If a black bear attacks you, fight back. Make as much loud noise as you can while using all your might against the bear. The eyes and snout are the most vulnerable. If you have bear spray or another type of pepper spray, use it. By hitting the bear in the face with your hands, fists, teeth, or any rocks, sticks, or another weapon you can find, the black bear may give up. Once you have demonstrated that you are willing to fight to the death, the black bear will likely leave.

What To Do If You See A Grizzly Bear 

Grizzly bears are much harder to deter and defeat than black bears. While most black bear encounters occur because they are seeking food from humans, most grizzly bear attacks happen when humans get too close to grizzly cubs and the mother grizzly bear attacks to protect their young.

Like with black bears, being careful with food storage and smells can help prevent grizzly bears from being attracted to your campsite. Making noise while in the park can also help prevent you from finding yourself close to a bear. Unlike black bears, grizzlies can occasionally identify humans as prey if they are injured, sick, or too young to know better.

If you end up seeing a grizzly bear, do not run away. They can run faster than an Olympic sprinter so you can’t outrun them. Remain calm and do not yell.

Try to not look threatening while backing away. Do not make eye contact and use a quiet, soothing voice to talk to the bear. You cannot scare off a grizzly with loud noise or looking big. Try to appear small and nonthreatening. If the bear is far away, take another route and try to get away. If the bear 50 to 100 yards away, it is close enough to charge you.

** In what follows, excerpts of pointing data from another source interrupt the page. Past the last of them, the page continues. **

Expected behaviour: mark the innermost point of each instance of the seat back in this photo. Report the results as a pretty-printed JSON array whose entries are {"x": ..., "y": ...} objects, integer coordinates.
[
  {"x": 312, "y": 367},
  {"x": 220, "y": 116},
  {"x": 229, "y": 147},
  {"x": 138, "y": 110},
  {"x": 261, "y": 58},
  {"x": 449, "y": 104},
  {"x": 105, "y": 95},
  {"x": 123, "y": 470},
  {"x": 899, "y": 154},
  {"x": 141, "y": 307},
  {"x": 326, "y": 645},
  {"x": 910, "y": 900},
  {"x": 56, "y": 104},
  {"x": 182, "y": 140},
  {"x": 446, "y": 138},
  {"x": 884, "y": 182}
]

If a grizzly bear charges you, use bear spray. If you don’t have any, do not fight back. Fighting back will only make the bear angrier: it is time to play dead. Lay on your stomach face down on the ground. To protect your neck, interlock your fingers over the back of your neck. To ensure the bear doesn’t flip you over onto your back, spread your legs wide apart. Grizzly bears will usually leave you alone once they realize that you are not a threat. If the bear is actively trying to eat you (which is rare), you can try to fight back, but this is the last resort as they are almost impossible to fight off.